Little is yet known about the boat in use as few clues were left with it. According to the UK television programme, A History of Ancient Britain, the boat was laid to rest, still in good condition, in a smaller channel off the Dour river and the yew stitches were deliberately cut, leaving it unusable. It was preserved by being covered quickly in silt.
On 28 September 1992, construction workers from Norwest Holst (who were building the new A20 road link between Folkestone and Dover), working alongside archaeologists from the Canterbury Archaeological Trust, uncovered what remained of a large prehistoric boat thought to be 3,500 years old. This would place its origin around 1500 BC, in the Middle Bronze Age in England.
The boat was buried under a road and the burial site stretched out towards buildings. It was decided that it would be too dangerous to dig too near the buildings, so an unknown length of the boat has had to be left under the ground.
Previous attempts to remove such boats whole have been unsuccessful, so it was decided to cut the boat into sections and remove it and reassemble it afterwards.
After nearly a month of excavation 9.5 metres of the boat was eventually recovered. Depending on different views of the true size of the complete boat this 9.5 metres could be up to two thirds of the full size of the boat.

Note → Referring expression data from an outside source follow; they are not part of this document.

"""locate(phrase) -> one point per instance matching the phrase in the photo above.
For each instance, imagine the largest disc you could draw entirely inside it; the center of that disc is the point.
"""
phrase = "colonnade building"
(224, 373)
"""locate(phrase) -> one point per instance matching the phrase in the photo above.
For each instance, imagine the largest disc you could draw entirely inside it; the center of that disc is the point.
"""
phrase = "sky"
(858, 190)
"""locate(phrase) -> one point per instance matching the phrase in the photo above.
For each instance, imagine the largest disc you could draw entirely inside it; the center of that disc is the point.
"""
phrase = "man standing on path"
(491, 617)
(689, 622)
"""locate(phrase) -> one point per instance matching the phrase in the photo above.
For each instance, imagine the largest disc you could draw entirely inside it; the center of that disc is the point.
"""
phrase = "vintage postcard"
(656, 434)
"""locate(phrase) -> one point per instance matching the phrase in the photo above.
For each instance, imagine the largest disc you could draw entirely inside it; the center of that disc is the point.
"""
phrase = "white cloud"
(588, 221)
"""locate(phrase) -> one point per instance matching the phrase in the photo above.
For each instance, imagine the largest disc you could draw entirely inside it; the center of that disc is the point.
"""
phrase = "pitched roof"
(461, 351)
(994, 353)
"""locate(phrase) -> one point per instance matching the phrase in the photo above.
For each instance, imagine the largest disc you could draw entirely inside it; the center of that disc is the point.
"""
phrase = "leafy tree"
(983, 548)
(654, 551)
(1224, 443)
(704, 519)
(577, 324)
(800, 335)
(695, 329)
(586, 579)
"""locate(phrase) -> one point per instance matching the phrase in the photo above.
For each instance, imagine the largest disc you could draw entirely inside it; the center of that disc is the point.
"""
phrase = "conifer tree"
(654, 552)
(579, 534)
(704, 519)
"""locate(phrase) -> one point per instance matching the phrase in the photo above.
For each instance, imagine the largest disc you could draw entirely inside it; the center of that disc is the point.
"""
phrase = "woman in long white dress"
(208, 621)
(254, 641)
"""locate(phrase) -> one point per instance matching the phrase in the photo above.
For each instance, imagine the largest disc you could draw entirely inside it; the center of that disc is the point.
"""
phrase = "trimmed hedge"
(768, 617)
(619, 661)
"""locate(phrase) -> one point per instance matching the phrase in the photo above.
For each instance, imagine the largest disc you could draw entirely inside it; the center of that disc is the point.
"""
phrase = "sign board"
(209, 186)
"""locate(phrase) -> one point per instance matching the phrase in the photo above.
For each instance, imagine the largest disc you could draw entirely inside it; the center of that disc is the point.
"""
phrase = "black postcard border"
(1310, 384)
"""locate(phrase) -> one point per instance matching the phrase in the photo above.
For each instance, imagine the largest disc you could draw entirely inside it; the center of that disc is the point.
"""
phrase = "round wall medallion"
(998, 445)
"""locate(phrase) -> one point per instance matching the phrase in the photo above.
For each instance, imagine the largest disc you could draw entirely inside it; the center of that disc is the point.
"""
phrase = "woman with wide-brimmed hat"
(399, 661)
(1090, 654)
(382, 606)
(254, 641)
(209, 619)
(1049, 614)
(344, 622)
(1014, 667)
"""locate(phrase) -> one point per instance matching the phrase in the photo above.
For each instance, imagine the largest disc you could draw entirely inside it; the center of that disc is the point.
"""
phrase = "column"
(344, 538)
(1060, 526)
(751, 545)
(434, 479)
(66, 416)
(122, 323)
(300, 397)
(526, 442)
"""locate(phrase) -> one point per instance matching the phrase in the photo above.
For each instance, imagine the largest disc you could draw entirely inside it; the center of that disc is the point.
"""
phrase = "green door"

The Dour leads straight into the English Channel, so speculation has been made ever since its discovery about whether the Dover boat went to sea and sailed to the Continent. There is plenty of evidence that there was cross-Channel communication, but it is not known what kind of boats actually sailed across. Keith Miller, a regional archaeologist told the BBC that the older Ferriby Boats would have been used to cross the North Sea and certainly the Ferriby Heritage Trust describe Ferriby Boat 3 as Europe's first known seacraft. The BBC television programme Operation Stonehenge: What Lies Beneath Pt 2, broadcast on BBC Two in September 2014, describes the boat as seagoing and describes the tons of cargo it could have taken across the Channel. However, The Dover Museum consider that the Dover Bronze Age Boat is the oldest seagoing boat known, at only 1550 BC. They are backed by a different channel and programme from the BBC- Neil Oliver in the Bronze Age episode of A History of Ancient Britain . They are also backed by the Time Team Special, broadcast in September 2014 on UK Channel 4, which stated that to be a proper sea-going, cross-channel vessel the boat would have to have the curved 'rocker' bottom and the (unproven) pointed bow that only the more modern Dover boat possesses. Confusingly, the Oakleaf reproduction of the Ferriby boats was given a pointed bow and the Ferriby boats are described by the museum that houses them as having curved rocker bottoms, which sounds much the same as the Dover boat.